# Confused over the complex term in the simple harmonic wave equation

I am trying to derive the general equation of Lamb wave. My book says that $$y = A\exp(i(kx−\omega t))$$ is the general equation of simple harmonic wave propagating in +ve $$x$$ direction. but I am confused with its imaginary term. What is the purpose and its physical interpretation. Is it fine to derive the the equation by considering its real part only i.e. $$\cos(kx-\omega t)$$?

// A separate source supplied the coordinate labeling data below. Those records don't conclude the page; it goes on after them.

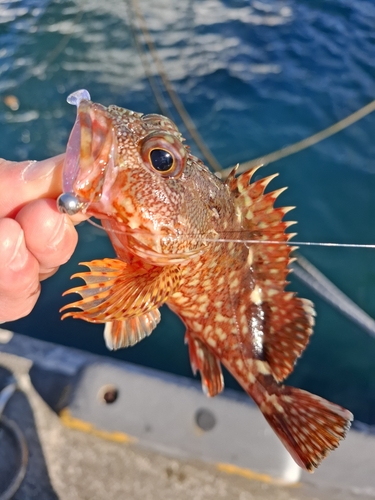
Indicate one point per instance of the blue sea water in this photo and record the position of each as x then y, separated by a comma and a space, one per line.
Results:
255, 76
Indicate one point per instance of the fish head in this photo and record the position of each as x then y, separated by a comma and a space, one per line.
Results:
134, 172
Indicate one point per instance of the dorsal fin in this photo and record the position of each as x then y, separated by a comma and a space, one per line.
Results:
290, 319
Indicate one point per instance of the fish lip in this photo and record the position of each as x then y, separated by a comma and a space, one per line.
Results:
89, 168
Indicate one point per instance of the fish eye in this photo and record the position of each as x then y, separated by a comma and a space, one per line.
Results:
163, 153
161, 160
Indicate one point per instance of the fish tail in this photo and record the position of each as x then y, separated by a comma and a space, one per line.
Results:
308, 425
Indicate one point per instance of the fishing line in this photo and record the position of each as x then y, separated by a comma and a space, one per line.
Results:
250, 241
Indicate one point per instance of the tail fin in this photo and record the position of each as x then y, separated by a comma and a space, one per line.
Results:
308, 425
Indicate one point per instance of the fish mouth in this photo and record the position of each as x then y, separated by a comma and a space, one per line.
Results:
89, 168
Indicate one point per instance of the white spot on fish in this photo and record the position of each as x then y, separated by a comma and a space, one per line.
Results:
256, 296
262, 367
211, 341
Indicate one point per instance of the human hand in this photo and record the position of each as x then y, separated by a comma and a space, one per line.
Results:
35, 239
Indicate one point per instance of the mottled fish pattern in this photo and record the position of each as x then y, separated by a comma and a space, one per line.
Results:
167, 216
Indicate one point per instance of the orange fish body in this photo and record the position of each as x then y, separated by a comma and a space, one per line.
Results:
168, 218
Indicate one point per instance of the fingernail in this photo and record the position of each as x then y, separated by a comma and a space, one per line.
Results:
20, 255
36, 170
59, 232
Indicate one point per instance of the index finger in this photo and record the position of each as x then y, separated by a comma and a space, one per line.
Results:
22, 182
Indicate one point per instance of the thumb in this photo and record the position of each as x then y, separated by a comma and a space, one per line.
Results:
22, 182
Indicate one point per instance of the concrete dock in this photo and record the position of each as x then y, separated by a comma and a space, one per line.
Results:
71, 458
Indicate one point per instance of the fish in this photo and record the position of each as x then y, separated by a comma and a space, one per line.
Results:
216, 252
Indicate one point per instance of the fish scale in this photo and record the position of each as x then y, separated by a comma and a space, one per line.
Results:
163, 217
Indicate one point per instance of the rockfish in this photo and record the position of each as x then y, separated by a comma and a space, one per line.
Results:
182, 236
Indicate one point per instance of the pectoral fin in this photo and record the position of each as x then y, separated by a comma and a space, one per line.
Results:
115, 290
127, 332
202, 359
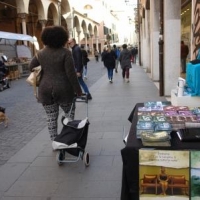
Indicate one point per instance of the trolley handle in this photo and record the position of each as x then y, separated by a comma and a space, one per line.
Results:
82, 98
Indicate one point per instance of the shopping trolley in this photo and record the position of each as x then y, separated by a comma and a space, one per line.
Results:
71, 142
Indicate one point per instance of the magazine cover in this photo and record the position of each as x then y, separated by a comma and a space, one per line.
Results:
164, 174
195, 175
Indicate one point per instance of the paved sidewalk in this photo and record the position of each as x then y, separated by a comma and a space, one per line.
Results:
33, 173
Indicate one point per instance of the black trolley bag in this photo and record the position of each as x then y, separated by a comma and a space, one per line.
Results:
71, 142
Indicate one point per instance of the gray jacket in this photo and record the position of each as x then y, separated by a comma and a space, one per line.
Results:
59, 81
125, 59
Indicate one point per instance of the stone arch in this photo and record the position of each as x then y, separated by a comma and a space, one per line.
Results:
76, 25
65, 7
147, 5
84, 26
95, 31
90, 29
52, 15
22, 6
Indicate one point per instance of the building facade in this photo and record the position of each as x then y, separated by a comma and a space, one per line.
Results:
162, 25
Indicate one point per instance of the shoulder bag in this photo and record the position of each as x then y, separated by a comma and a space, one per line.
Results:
35, 77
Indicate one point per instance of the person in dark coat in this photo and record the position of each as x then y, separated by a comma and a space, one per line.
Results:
125, 62
59, 81
184, 54
85, 60
102, 56
109, 61
77, 55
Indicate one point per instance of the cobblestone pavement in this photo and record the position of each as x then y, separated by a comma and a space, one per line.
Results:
27, 117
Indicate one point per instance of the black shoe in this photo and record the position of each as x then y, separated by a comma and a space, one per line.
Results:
89, 97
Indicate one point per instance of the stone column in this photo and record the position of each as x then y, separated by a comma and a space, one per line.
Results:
154, 18
146, 41
97, 43
43, 22
78, 35
85, 34
92, 44
172, 32
23, 18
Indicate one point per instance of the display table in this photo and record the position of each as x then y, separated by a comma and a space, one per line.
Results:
130, 157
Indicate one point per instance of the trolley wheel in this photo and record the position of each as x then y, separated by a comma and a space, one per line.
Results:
1, 87
86, 159
9, 83
60, 156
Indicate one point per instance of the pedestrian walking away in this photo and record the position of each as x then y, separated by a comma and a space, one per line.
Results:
117, 52
184, 54
85, 61
109, 60
96, 55
59, 82
102, 55
134, 52
77, 55
125, 62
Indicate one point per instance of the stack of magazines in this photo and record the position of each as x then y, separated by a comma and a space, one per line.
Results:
159, 138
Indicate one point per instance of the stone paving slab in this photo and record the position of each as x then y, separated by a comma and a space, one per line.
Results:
40, 178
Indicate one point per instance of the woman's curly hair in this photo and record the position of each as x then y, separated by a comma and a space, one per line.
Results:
54, 36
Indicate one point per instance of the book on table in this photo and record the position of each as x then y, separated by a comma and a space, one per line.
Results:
164, 174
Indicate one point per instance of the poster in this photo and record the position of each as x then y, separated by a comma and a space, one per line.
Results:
164, 174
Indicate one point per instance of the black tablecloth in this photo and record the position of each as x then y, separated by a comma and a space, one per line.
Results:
130, 157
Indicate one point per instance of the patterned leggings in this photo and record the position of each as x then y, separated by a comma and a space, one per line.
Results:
52, 112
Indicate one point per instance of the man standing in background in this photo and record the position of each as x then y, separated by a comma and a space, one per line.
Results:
117, 53
77, 55
184, 54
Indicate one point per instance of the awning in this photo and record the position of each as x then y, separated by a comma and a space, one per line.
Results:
16, 36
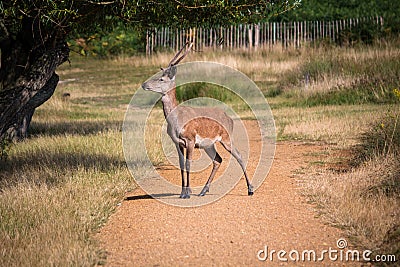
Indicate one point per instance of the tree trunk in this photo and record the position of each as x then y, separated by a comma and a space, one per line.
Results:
27, 78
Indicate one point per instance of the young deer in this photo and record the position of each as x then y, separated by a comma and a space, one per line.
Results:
194, 127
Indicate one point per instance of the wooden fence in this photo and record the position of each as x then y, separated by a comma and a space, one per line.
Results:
286, 34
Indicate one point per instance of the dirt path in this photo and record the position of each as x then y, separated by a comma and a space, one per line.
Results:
229, 232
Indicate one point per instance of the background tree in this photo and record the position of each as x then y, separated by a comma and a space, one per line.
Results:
33, 36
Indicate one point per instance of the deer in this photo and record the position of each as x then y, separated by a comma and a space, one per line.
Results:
190, 128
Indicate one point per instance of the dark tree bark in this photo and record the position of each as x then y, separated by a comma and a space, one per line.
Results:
27, 76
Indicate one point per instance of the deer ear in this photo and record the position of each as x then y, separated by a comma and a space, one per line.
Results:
172, 72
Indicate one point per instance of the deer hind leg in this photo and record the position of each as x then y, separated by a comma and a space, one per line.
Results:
216, 158
186, 191
180, 149
235, 153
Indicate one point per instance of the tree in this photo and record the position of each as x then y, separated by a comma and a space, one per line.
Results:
33, 36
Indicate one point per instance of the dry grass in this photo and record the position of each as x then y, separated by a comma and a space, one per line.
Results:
358, 201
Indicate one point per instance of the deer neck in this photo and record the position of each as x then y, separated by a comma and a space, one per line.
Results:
169, 101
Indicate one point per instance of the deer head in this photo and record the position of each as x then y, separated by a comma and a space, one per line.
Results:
167, 80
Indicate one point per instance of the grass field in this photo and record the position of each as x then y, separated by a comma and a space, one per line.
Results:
58, 187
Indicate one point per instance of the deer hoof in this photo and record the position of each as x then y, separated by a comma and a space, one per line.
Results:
250, 190
204, 191
185, 192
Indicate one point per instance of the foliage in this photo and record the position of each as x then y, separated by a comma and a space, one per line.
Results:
86, 16
117, 41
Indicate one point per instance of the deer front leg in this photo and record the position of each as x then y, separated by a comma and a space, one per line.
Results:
180, 149
216, 158
186, 191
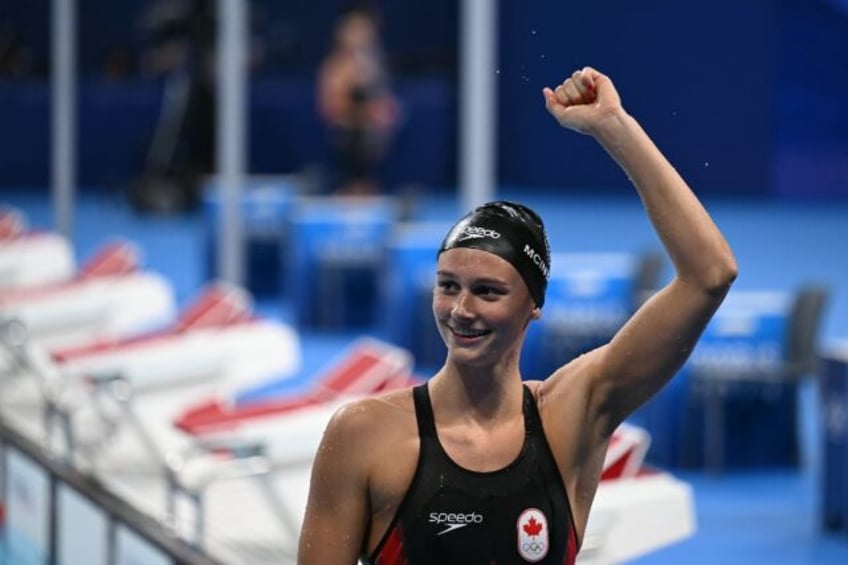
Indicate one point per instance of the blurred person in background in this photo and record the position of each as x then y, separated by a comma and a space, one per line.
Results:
356, 103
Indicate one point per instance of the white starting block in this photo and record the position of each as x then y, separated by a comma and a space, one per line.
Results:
110, 296
29, 257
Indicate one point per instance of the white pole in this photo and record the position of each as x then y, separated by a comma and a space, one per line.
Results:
231, 138
63, 114
478, 128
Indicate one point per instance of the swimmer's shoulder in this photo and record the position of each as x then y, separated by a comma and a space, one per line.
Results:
375, 417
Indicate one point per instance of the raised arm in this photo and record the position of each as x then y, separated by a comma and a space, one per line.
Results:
650, 348
337, 508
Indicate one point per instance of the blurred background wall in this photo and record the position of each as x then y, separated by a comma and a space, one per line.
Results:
777, 70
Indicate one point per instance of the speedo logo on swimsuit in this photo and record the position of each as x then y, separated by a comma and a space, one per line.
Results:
454, 520
537, 259
475, 232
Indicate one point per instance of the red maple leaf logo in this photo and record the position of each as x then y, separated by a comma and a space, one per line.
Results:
532, 527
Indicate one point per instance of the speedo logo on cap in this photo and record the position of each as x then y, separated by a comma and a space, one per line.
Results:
454, 520
476, 232
537, 259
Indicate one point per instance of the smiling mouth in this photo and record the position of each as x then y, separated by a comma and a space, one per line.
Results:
468, 333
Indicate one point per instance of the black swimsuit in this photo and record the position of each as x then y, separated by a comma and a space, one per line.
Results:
518, 514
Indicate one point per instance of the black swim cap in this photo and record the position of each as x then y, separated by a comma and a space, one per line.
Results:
511, 231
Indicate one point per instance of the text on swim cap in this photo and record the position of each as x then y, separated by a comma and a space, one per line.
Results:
537, 259
473, 232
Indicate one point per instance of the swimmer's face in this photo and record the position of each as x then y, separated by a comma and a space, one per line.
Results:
481, 306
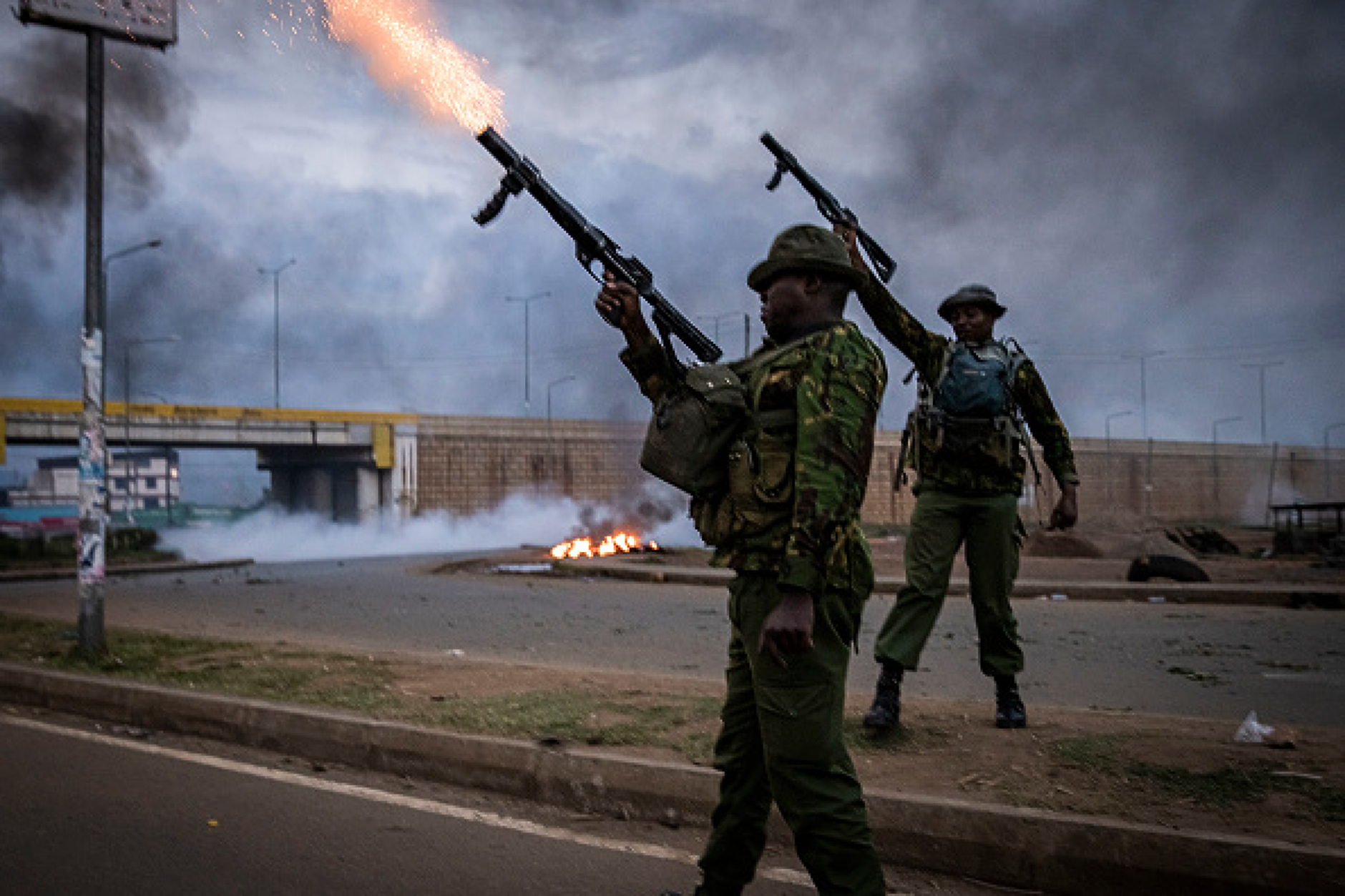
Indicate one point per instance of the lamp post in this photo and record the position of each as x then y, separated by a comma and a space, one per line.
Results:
1107, 430
1213, 453
102, 315
733, 315
1143, 389
1326, 445
527, 302
275, 273
1261, 368
129, 467
549, 386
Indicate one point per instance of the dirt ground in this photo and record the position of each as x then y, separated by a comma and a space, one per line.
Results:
1176, 772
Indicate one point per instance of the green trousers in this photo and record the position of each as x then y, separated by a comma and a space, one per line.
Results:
782, 740
941, 523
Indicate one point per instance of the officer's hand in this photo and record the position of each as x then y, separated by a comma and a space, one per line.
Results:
619, 305
1065, 513
788, 627
848, 232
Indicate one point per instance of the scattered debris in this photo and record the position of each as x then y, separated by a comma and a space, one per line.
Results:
1165, 567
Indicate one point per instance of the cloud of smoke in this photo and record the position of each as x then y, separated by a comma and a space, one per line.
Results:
278, 537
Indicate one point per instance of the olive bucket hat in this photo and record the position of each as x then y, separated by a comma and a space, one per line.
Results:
806, 248
973, 295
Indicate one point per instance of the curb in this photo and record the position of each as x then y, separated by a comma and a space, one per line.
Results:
1153, 592
129, 569
1021, 848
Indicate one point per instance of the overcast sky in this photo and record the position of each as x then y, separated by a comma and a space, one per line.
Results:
1155, 179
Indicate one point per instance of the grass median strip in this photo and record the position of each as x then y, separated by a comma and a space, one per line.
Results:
370, 686
1094, 774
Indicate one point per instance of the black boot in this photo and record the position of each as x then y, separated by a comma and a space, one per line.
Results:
885, 712
1009, 709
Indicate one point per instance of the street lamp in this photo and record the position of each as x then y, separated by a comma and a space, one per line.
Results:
549, 386
129, 467
1326, 445
527, 302
275, 273
1261, 369
1213, 453
1143, 389
728, 315
1107, 430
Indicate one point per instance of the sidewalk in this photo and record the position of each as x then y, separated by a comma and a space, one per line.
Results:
1019, 848
1235, 594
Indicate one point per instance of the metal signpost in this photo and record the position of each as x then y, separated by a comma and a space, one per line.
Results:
152, 23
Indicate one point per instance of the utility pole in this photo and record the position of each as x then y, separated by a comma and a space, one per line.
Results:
1261, 368
527, 302
275, 273
122, 22
1107, 430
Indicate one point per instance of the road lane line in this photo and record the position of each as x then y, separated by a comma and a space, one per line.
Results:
434, 807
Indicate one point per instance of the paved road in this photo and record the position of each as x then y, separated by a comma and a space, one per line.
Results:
88, 813
1219, 662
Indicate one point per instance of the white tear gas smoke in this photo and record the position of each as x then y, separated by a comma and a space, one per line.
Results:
276, 537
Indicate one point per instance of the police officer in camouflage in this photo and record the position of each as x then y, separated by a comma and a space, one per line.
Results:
966, 494
790, 528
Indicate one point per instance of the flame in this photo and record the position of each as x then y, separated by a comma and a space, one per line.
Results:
406, 53
617, 543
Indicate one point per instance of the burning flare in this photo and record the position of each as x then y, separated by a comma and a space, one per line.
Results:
617, 543
406, 53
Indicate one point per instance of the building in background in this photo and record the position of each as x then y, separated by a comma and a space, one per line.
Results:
136, 481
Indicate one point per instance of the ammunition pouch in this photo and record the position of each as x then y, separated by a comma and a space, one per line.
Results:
972, 440
688, 440
760, 485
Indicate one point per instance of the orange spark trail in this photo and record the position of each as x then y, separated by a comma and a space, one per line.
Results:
408, 54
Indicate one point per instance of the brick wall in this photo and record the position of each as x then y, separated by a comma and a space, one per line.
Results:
472, 463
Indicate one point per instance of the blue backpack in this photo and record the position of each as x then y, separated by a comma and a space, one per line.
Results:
977, 381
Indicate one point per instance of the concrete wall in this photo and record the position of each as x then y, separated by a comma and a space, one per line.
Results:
471, 463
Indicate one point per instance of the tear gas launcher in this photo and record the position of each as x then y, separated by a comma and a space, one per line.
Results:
828, 205
592, 247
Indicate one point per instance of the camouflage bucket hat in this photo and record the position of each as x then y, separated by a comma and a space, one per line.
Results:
973, 295
806, 248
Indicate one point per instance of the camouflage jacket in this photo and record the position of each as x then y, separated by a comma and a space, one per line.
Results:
829, 386
929, 351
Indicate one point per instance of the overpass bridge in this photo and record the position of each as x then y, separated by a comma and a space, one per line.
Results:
346, 465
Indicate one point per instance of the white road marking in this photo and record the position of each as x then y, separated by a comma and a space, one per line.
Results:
476, 816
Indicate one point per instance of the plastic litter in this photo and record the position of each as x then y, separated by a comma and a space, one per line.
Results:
1251, 731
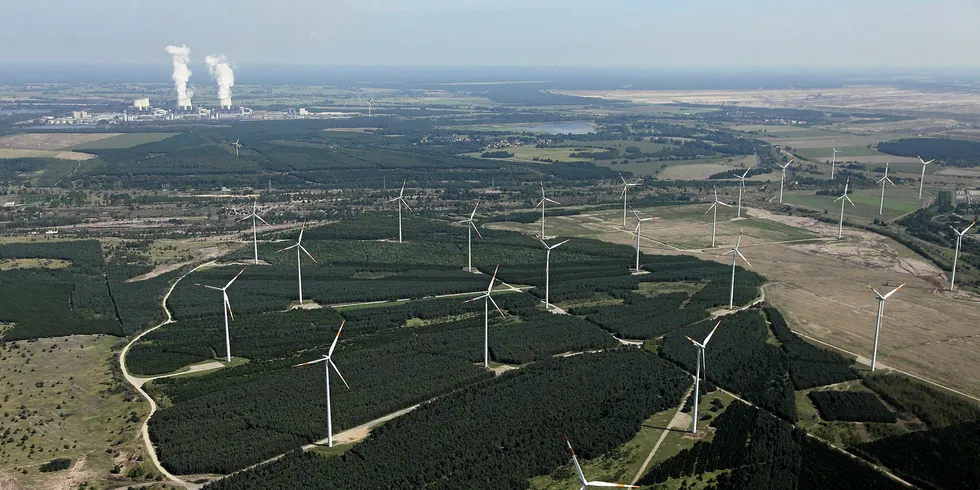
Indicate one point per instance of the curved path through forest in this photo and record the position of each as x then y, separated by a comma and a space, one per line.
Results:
137, 383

• Note in $cos(kx-wt)$ you have not a term for a phase displacement. Euler's formula simplifies calculus (derivation, ...) and includes the phase in the complex constant (from x and t point of view) "A". – pasaba por aqui Jan 27 '19 at 19:48
• – Emilio Pisanty Jan 27 '19 at 20:54

The main advantage of writing the complex form is when you want to do interference related calculations. Consider two waves $$y_1 = A\cos(kx - \omega t)$$ and $$y_2 = A\cos(kx - \omega t + \phi)$$. The complex representation is $$y_1 = A_1e^{i(kx - \omega t)}$$ and $$y_2 = A_2e^{i(kx - \omega t)}$$, where $$A_1 = A$$ and $$A_2 = Ae^{i\phi}$$. The combined wave can be written as $$y = \text{Re}\left[(A_1 + A_2)e^{i(kx - \omega t)}\right]$$, which is easier to deal with than doing it without complex numbers.